When those elements are present, the prompt is usually straightforward.

It does not require tricks or special phrasing.

It reads more like a well-written brief than a hack.

This is why experienced users appear to be “better at prompting”.

They are not guessing better words.
They are thinking more clearly about the task.

Templates don’t generalise

Prompt templates are widely promoted as a way to scale capability.

They have limited value.

Templates work when:

  • the task is repeatable
  • the context is stable
  • the output format is consistent

Outside of that, they degrade quickly.

People either:

  • apply them rigidly and get poor results
  • or modify them without understanding why, and lose their effectiveness

This creates a dependency on pre-built structures rather than developing the ability to construct instructions from first principles.

In environments where work is varied and context-dependent, this approach does not scale.

Iteration is where quality actually emerges

Another issue with prompt-centric thinking is that it reinforces a one-step model of AI use.

Write a better prompt → get a better answer.

In practice, high-quality outputs rarely emerge from a single interaction.

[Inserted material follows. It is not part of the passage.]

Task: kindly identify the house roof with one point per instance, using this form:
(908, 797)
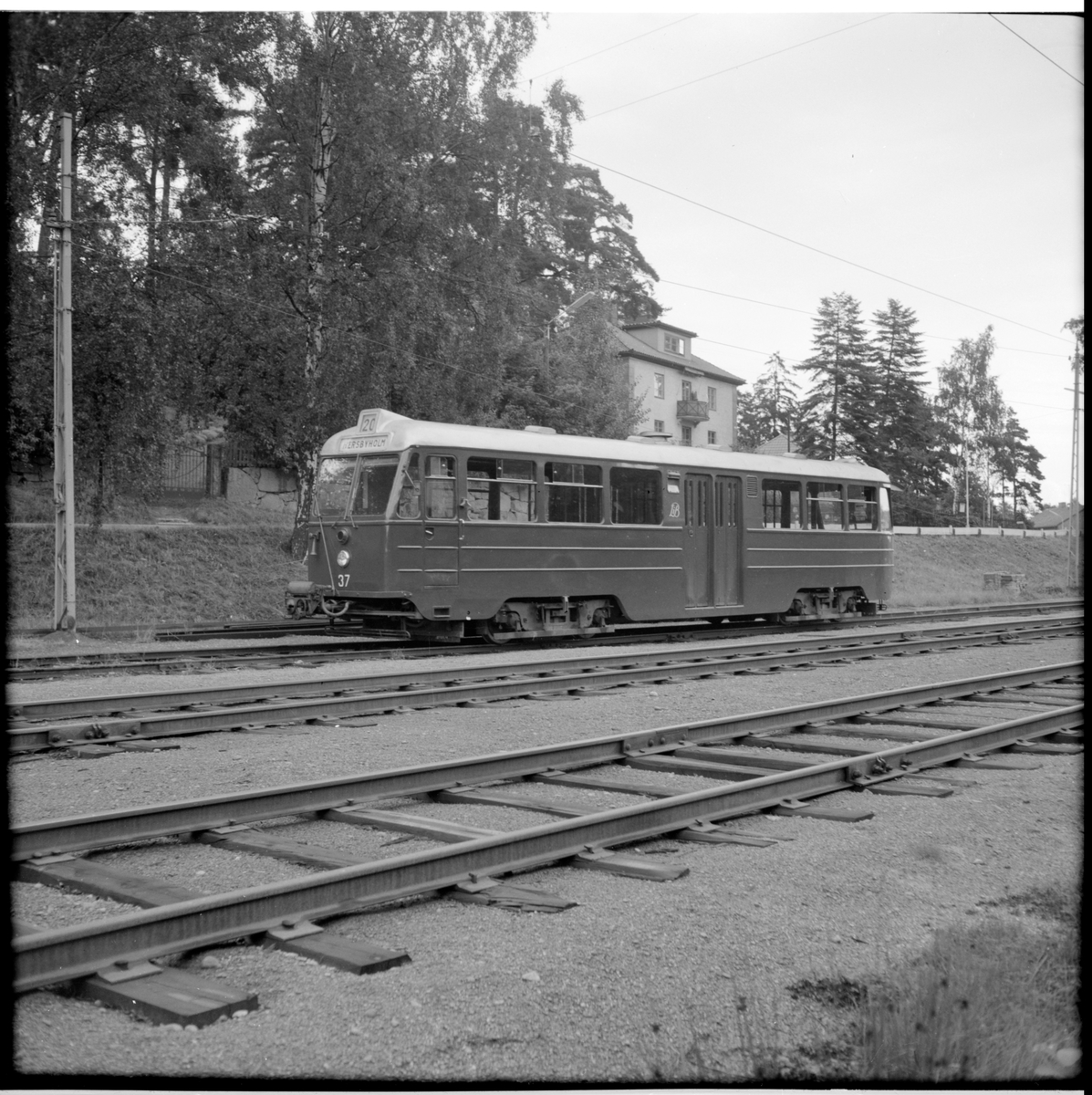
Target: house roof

They are developed through iteration:

  • refining the task
  • adjusting constraints
  • probing gaps
  • correcting direction

Each step depends on the user’s ability to:

  • evaluate what was produced
  • identify what is missing or misaligned
  • issue targeted follow-up instructions

This is not prompt engineering.

It is judgement applied over a sequence of interactions.

What capability actually looks like

If prompting is not the core skill, what is?

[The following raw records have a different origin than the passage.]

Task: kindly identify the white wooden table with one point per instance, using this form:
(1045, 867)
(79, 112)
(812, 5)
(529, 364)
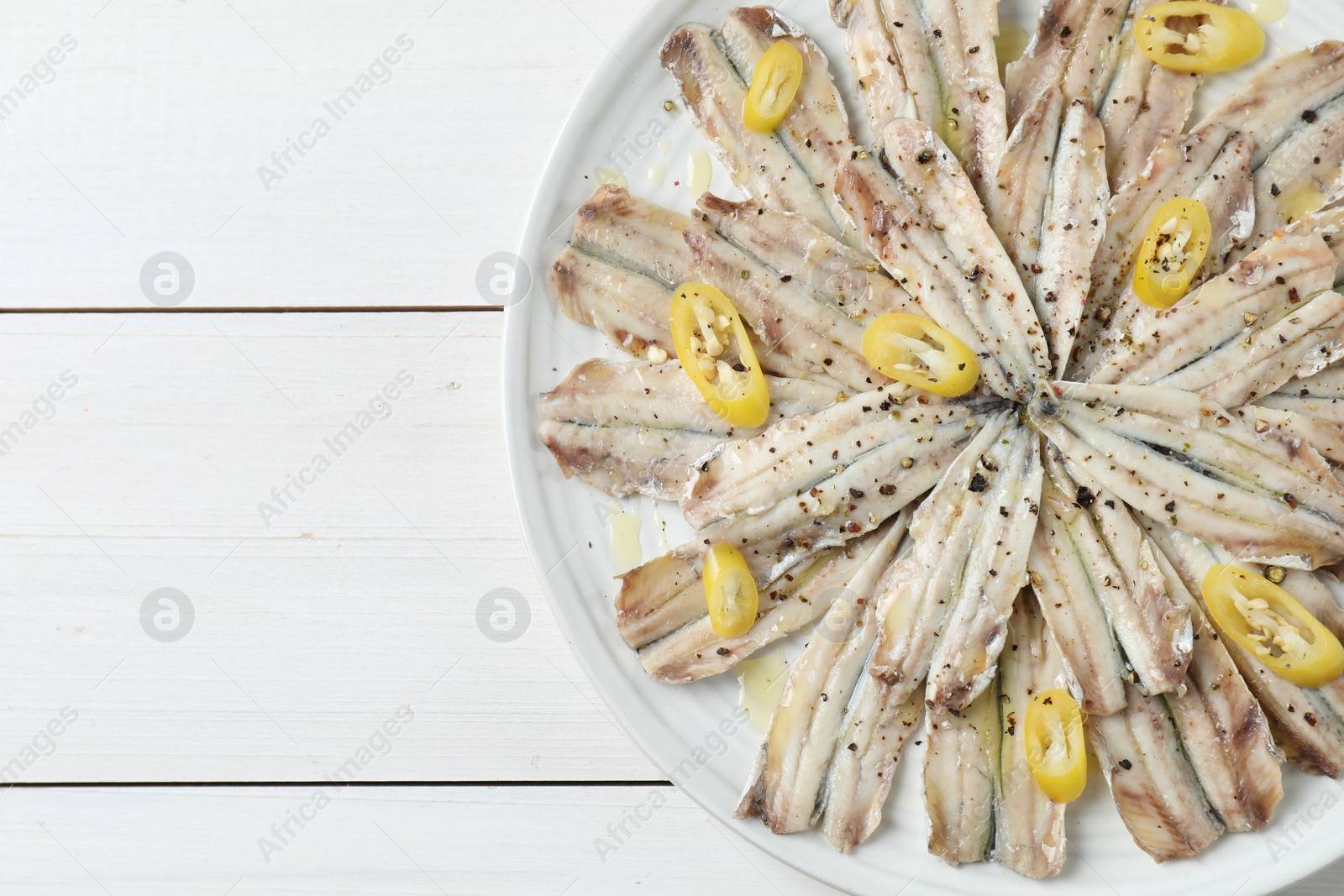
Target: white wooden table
(329, 631)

Capability in AI use sits across a set of behaviours.

People who consistently get strong results tend to:

  • define goals clearly before engaging AI
  • break work into components rather than delegating entire tasks
  • provide context that anchors outputs to real requirements
  • specify what a usable output looks like
  • evaluate outputs critically before using them

Prompting sits inside this.

It is the mechanism through which these behaviours are expressed.

But it is not the source of performance.

Why this distinction matters

This is not a semantic argument.

It has practical consequences for how organisations build capability.

If you treat prompting as the skill:

  • you invest in templates and tricks
  • you optimise for short-term output improvement
  • you create brittle capability that depends on specific patterns

If you treat prompting as a symptom:

  • you invest in how people think about work
  • you build transferable judgement
  • you improve performance across tasks, not just within them

One approach produces surface-level gains.
The other changes how work is actually done.

The bottom line

Prompting matters.

But not in the way it is currently being positioned.

It is not a standalone skill that can be taught in isolation and expected to generalise.

It is the visible output of:

  • clear thinking
  • structured tasks
  • sound judgement

If those are weak, no prompt will compensate.

If those are strong, prompting becomes straightforward.

The organisations that understand this will move beyond prompt engineering.

The ones that don’t will keep optimising the surface.